O que está ocorrendo com o INFC, índice da B3 que representa o setor financeiro, é um bom exemplo. A carteira tem 17 ações de 15 empresas, pois Bradesco e Itaú Unibanco têm ordinárias e preferenciais na composição. Dez desses 17 papéis, que representam 63,8% do índice, estão envolvidos em programas de recompra. Além dos líderes de mercado, Santader Brasil, BTG Pactual e a própria B3 lançaram propostas de compra. Isso mesmo após a forte valorização nos últimos 18 meses (observe o quadro). Também participam nomes como a seguradora Porto Seguro, o banco ABC Brasil e a processadora de pagamentos Cielo, a única cujas cotações recuam, devido ao aumento da concorrência no setor.

Há de fato razões para ficar animado com o segmento. Os analistas gostaram dos números dos bancos no primeiro trimestre devido à forte expansão das carteiras de crédito conjugada com uma redução da inadimplência. Nesse período, apesar de o Produto Interno Bruto (PIB) ter encolhido 0,2%, os lucros dos três grandes bancos privados somaram R$ 16,5 bilhões, um crescimento de 10,7% em relação ao mesmo período de 2018.

Pedro Galdi, da Mirae: “A recompra é uma tática psicológica para chamar a atenção dos investidores, que podem se sentir instigados a comprar o papel porque a empresa está fazendo o mesmo” (Crédito:Thiago Bernardes)

POTENCIAL Ao inaugurar a temporada de resultados do setor na terça-feira 23, o Santander Brasil deve, mais uma vez, divulgar números que agradarão os investidores. “Temos uma expectativa bem positiva de retomada do lucro por ação dos bancos”, afirma Rafael Passos, da Guide. Ao recomprar as ações, e eventualmente cancelá-las, a companhia busca elevar o retorno individual ao acionista.
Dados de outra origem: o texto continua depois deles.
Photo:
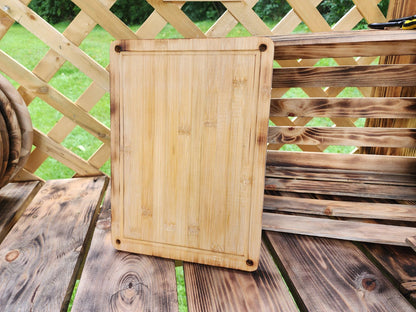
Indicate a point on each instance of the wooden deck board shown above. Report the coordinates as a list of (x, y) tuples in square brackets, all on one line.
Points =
[(127, 282), (216, 289), (14, 198), (400, 265), (39, 256), (332, 275)]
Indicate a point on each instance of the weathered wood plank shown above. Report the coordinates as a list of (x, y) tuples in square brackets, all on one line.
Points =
[(345, 76), (216, 289), (344, 107), (346, 230), (385, 137), (14, 198), (342, 188), (377, 163), (332, 275), (344, 44), (337, 208), (411, 241), (128, 282), (40, 255), (351, 176), (399, 263)]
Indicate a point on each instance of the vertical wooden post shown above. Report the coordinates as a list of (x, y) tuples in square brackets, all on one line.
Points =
[(397, 8)]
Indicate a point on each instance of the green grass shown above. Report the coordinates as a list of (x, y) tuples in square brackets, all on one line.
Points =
[(72, 83)]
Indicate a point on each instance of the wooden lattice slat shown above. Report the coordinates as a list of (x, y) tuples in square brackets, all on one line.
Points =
[(65, 47)]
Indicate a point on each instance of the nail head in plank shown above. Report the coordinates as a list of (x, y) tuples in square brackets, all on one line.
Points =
[(136, 282), (333, 275), (216, 289), (39, 256)]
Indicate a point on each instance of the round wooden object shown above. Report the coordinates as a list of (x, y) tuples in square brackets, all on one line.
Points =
[(4, 146), (15, 137), (23, 117)]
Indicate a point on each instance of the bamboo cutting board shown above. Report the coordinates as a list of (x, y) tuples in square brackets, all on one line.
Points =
[(189, 131)]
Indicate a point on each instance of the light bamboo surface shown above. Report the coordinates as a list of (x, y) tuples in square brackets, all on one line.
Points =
[(190, 121), (65, 47)]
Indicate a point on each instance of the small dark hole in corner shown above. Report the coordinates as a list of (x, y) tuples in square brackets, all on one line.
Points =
[(262, 47)]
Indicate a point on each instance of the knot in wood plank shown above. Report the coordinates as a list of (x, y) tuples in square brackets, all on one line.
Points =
[(368, 282), (12, 255)]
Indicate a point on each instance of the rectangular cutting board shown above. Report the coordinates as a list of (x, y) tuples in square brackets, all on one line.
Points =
[(189, 120)]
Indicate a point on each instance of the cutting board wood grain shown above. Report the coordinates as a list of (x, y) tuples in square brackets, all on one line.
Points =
[(189, 133)]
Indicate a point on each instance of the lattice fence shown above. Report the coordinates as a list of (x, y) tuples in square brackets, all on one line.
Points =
[(65, 47)]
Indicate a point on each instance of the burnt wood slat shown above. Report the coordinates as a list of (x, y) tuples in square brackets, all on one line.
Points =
[(375, 163), (40, 255), (344, 107), (333, 275), (346, 230), (347, 136), (14, 198), (338, 208), (345, 76), (352, 176), (344, 44), (342, 188), (399, 263), (126, 282), (217, 289)]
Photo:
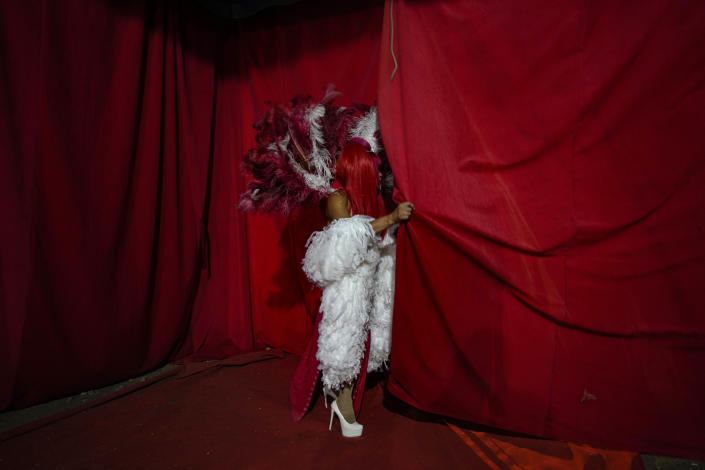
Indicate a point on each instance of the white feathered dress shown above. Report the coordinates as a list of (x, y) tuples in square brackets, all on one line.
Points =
[(354, 267)]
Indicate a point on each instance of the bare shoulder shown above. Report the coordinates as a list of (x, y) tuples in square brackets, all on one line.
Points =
[(337, 206)]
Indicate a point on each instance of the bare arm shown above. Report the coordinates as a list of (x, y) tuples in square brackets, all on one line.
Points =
[(337, 207)]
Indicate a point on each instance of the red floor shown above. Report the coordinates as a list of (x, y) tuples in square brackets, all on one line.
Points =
[(236, 416)]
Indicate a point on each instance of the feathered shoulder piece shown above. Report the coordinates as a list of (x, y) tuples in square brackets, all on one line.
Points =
[(293, 161), (339, 249)]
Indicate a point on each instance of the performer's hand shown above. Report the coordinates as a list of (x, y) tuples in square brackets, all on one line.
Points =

Quando anunciou a recompra, o Itaú Unibanco deixou isso claro.

No fato relevante divulgado em 30 de maio, em que prorrogou a recompra até novembro de 2020, o banco informou que o processo pode gerar “maior retorno em dividendos, uma vez que as ações adquiridas são retiradas de circulação e o pagamento de dividendos é distribuído para uma quantidade menor de ações”. O Itaú vai comprar até 15 milhões de ações ordinárias e até 75 milhões de preferenciais. A quantidade é alta em termos absolutos, mas em termos relativos é uma pequena fração do total em circulação — o banco tem 387,5 milhões de ações ordinárias no mercado e 4,7 bilhões de preferenciais. Mesmo já tendo subido bastante, especialistas avaliam que as ações ainda têm espaço para continuar em alta.

Felipe Silveira, da Coinvalores, fala sobre os possíveis ganhos de eficiência com o avanço da tecnologia e menor necessidade de agências e pessoal. “Sob essa ótica, faz sentido pensar que as ações ainda têm potencial de valorização”, diz ele. “Claro que há também riscos que não podem ser ignorados, como o crescimento das fintechs”.
Além das melhorias operacionais, as companhias têm agora a seu favor a iminente aprovação da reforma da Previdência. “A percepção do risco país tem recuado por conta disso, reduzindo o custo de capital para as empresas que, como conseqüência, tem uma melhoria dos múltiplos”, diz Passos, da Guide.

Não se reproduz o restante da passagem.